TLDR: Is there an as simple and direct as possible method to measure chloride content by titration?
I want to measure the content (mass fraction) of chloride in $\mathrm{AlCl_3}$ powder by titration. Purpose is to measure the purity of the aluminium chloride. For example assume the measured chloride content is 75 % then that means the $\mathrm{AlCl_3}$ is 94.0 % pure.
When I search for how to determine chloride by titration I get the following three methods, which appear to be more complex than needed: Mohr method, Volhard method, Fajans method. All of which use an indicator and require specific conditions and treatments or reagents. The Volhard method is also a back titration and seems to be the default method for some reason which I could not find.
I found the following procedure, which is basically the Volhard method but with an additional reagents (of which I do not know the purpose) and an additional dilution step.
1.) Prepare an flask with stopper with 50 ml water and chill in the freezer to form ice.
2.) Weigh about 1 g of sample and transfer it in to the flask along with the paper and put the stopper.
3.) Allow it to come to room temperature. Add a few drops of phenolphthalein indicator and titrate with 1N NaOH solution to the end point.
4.) Dilute the solution to 250 mL. Pipette out 20 mL in to another flask.
5.) Add 3-4 mL of conc. nitric acid , 50 mL of 0.1 N silver nitrate solution, 2 mL of nitro benzene and a few drops of ferric ammonium sulfate indicator.
6.) Titrate with 0.1 N ammonium thiocyanate solution to reddish brown end point.

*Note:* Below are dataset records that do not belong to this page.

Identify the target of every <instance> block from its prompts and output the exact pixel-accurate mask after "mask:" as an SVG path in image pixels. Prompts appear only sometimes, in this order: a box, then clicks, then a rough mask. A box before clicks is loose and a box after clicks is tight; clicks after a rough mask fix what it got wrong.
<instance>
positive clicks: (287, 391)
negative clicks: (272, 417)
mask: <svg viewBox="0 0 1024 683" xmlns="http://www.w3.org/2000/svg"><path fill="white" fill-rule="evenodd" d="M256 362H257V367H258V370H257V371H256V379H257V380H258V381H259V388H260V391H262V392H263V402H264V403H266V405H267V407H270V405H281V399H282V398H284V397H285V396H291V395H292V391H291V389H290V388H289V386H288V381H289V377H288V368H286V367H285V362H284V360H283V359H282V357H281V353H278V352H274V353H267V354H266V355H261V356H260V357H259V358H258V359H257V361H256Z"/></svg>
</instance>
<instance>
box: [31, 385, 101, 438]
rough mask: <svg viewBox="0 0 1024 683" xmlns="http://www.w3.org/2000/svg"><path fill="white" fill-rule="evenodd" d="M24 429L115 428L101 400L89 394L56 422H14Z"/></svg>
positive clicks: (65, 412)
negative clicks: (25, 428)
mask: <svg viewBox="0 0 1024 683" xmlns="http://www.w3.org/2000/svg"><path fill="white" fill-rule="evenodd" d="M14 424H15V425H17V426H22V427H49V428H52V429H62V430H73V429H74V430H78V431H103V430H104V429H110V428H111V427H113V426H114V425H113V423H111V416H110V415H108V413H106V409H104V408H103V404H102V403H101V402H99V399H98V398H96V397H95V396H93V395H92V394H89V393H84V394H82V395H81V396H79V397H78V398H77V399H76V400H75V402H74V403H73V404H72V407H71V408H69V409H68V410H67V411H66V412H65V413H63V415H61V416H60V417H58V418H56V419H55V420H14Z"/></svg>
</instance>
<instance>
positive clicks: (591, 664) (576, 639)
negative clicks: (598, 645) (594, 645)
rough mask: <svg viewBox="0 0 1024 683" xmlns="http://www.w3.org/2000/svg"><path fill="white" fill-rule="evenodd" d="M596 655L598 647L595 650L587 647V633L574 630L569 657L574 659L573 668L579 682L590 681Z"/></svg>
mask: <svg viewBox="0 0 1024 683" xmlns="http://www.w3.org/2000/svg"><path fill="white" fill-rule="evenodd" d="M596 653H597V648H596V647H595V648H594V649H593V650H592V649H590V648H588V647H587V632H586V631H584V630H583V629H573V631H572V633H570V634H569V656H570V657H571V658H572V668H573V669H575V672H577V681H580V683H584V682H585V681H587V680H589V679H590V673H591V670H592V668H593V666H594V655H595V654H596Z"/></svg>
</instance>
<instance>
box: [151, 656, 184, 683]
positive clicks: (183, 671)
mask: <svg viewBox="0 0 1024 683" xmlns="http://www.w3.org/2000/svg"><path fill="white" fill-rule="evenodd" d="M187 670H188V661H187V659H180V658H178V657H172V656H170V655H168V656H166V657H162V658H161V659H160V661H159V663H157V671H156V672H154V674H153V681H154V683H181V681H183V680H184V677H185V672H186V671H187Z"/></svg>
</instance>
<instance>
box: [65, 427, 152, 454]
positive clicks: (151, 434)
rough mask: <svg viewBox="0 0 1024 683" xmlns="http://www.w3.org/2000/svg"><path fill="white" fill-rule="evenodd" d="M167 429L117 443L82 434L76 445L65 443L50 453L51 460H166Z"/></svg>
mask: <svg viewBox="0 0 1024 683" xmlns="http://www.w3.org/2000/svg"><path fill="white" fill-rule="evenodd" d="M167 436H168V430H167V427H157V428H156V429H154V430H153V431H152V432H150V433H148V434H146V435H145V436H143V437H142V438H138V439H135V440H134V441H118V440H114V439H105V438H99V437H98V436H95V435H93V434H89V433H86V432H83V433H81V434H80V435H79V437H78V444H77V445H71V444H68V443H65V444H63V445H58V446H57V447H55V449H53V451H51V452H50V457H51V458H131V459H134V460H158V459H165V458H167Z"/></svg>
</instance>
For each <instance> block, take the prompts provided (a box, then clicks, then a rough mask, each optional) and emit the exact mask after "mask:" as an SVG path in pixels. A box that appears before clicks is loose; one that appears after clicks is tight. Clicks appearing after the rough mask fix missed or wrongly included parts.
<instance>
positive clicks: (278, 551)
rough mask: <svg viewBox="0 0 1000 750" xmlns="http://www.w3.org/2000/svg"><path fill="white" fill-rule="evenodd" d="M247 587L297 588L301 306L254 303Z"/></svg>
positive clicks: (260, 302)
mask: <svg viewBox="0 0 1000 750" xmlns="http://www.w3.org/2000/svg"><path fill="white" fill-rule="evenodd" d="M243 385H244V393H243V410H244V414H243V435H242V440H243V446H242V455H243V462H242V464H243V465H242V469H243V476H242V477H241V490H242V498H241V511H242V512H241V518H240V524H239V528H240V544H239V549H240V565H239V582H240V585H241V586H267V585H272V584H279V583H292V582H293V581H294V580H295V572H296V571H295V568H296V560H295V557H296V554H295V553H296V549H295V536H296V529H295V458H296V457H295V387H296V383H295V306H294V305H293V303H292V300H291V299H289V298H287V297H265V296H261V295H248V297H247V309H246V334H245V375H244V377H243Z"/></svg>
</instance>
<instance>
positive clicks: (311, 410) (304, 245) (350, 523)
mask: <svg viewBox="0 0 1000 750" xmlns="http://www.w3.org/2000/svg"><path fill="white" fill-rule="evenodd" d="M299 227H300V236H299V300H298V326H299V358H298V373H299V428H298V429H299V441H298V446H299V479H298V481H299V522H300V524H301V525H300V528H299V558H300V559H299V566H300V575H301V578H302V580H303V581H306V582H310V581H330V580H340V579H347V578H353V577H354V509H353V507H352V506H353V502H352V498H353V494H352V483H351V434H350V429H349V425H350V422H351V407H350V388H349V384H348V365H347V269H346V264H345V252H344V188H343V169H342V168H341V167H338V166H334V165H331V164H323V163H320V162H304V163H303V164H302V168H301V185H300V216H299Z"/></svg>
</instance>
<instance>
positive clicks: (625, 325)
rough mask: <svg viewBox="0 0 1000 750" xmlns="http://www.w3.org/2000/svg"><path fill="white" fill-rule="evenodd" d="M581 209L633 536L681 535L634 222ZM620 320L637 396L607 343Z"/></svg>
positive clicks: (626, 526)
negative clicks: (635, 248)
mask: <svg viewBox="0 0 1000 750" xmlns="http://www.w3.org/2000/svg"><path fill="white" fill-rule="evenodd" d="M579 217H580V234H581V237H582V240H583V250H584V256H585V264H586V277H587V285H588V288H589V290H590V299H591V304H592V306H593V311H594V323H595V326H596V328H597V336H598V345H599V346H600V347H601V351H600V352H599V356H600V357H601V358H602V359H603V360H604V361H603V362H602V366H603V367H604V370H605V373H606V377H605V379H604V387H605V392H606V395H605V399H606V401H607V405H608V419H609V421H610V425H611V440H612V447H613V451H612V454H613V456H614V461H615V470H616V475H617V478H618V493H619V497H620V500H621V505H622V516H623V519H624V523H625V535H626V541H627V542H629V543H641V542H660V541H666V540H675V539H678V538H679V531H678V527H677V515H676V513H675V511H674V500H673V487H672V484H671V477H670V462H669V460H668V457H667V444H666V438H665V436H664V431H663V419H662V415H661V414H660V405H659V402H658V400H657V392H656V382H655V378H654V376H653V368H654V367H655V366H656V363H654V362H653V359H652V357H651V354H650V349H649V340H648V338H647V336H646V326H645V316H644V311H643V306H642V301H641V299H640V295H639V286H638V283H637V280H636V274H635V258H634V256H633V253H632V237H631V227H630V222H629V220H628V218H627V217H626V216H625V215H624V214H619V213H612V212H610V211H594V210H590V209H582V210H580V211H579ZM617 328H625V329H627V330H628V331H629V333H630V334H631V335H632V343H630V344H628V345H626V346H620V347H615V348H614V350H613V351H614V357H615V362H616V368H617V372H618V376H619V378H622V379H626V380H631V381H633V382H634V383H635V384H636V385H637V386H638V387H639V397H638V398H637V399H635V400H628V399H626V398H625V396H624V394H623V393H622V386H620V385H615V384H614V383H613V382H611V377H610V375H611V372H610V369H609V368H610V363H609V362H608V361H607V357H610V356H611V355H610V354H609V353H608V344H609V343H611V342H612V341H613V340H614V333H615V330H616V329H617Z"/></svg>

No idea what the nitro benzene is for. And the additional dilution step is certainly unnecessary and lowers precision; could just weight less sample and not dilute. The NaOH step is probably to react HCl (which is formed when $\mathrm{AlCl_3}$ reacts with water and may escape and thus lower the chlorine content) to NaCl; but also not sure about that.
What speaks against just directly titrating the chloride containing sample solution with the 0.1N $\mathrm{AgNO_3}$ solution and detect the end point potentiometric? Am I missing something? Why would people do a back titration with two solutions needed, instead of just a direct titration?